Other examples include std::setbase, which displays integers in other number bases; and std::fixed, which displays floating point values to a fixed number of decimal places, determined by the std::setprecision manipulator.

All these manipulators are really placeholders for the setf() method being called at the appropriate portions in the stream. So, printf()-like formatting can be done, albeit in a slightly more verbose manner. Many of them require the iomanip header to be included.

So what about more basic file IO, such as reading an entire line into a string as opposed to a single word? To do this you need to avoid the stream operators and instead use appropriate methods — for example, std::getline() will read up to a newline into a string:

 1
 2
 3
 4
 5
 6
 7
 8
 9
10
11
12
13
// Displays specified file to stdout with line numbers.
void dumpFile(const char *filename)
{
    std::fstream myFile;
    myFile.open(filename, std::ios::in);
    unsigned int lineNum = 0;
    while (myFile) {
        std::string line;
        std::getline(myFile, line);
        cout << std::setw(3) << ++lineNum << " " << line << std::endl;
    }
    myFile.close();
}

To instead read an arbitrary number of characters, the read() method can be used, which can read into a standard C char array.
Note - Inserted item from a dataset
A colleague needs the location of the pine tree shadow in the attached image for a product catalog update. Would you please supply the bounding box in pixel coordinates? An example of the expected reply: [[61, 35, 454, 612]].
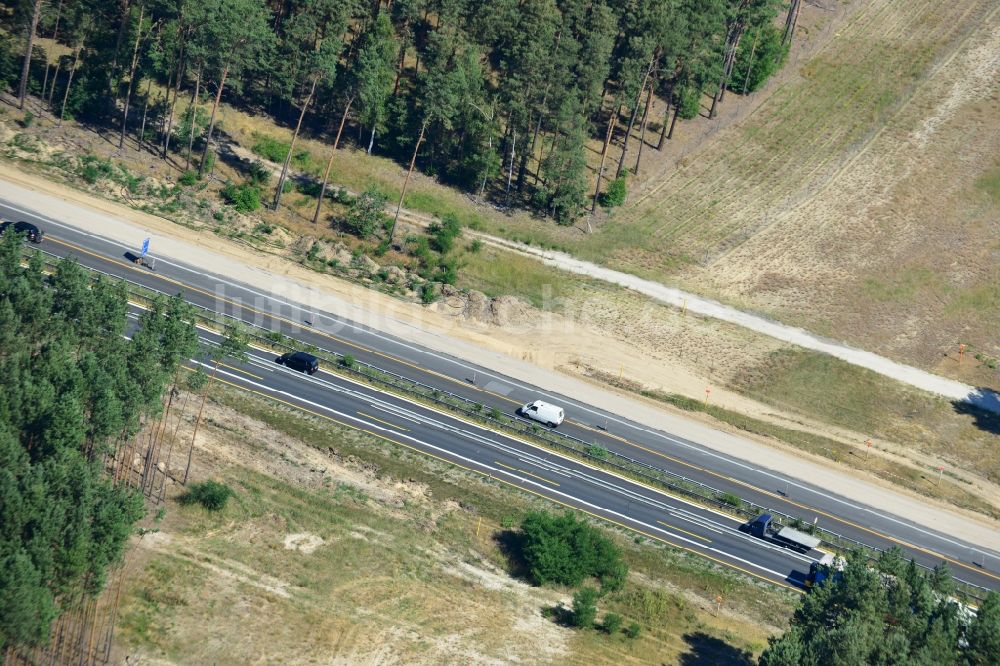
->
[[678, 632, 754, 666], [493, 528, 530, 583], [952, 394, 1000, 436]]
There are also overloads of the get() method which do the same thing, but since the read() method has only a single purpose it’s probably clearer to use that.

To read into a std::string, however, requires another concept of C++ streams — the streambuf. This is just a generalisation of a buffer which holds characters which can be sent or received from streams. Existing streams use a buffer to hold characters read and written to the stream which can be accessed via the rdbuf() method. Using this and our own std::stringstream, which is a stream wrapper around a std::string, we can read an entire file into a std::string:

1
2
3
4
5
6
7
// Requires the <sstream> header.
std::string readFile(std::fstream &inFile)
{
    std::stringstream buffer;
    buffer << inFile.rdbuf();
    return buffer.str();
}

However, this still doesn’t address the issue of reading n characters from the stream directly into a std::string. I’ve looked into this and frankly I don’t think it’s possible without resorting to reading into a char array, although as a result of the Stack Overflow question which I asked just now I’ve realised that this can be done into a std::string safely. The trick is to call resize() to make sure the string has enough valid space to store the result of the read and then use the non-const version of operator[] to get the address of the string’s character storage2. Crucially you can use neither c_str() nor data(), which both return read-only pointers, the result of modifying which is undefined.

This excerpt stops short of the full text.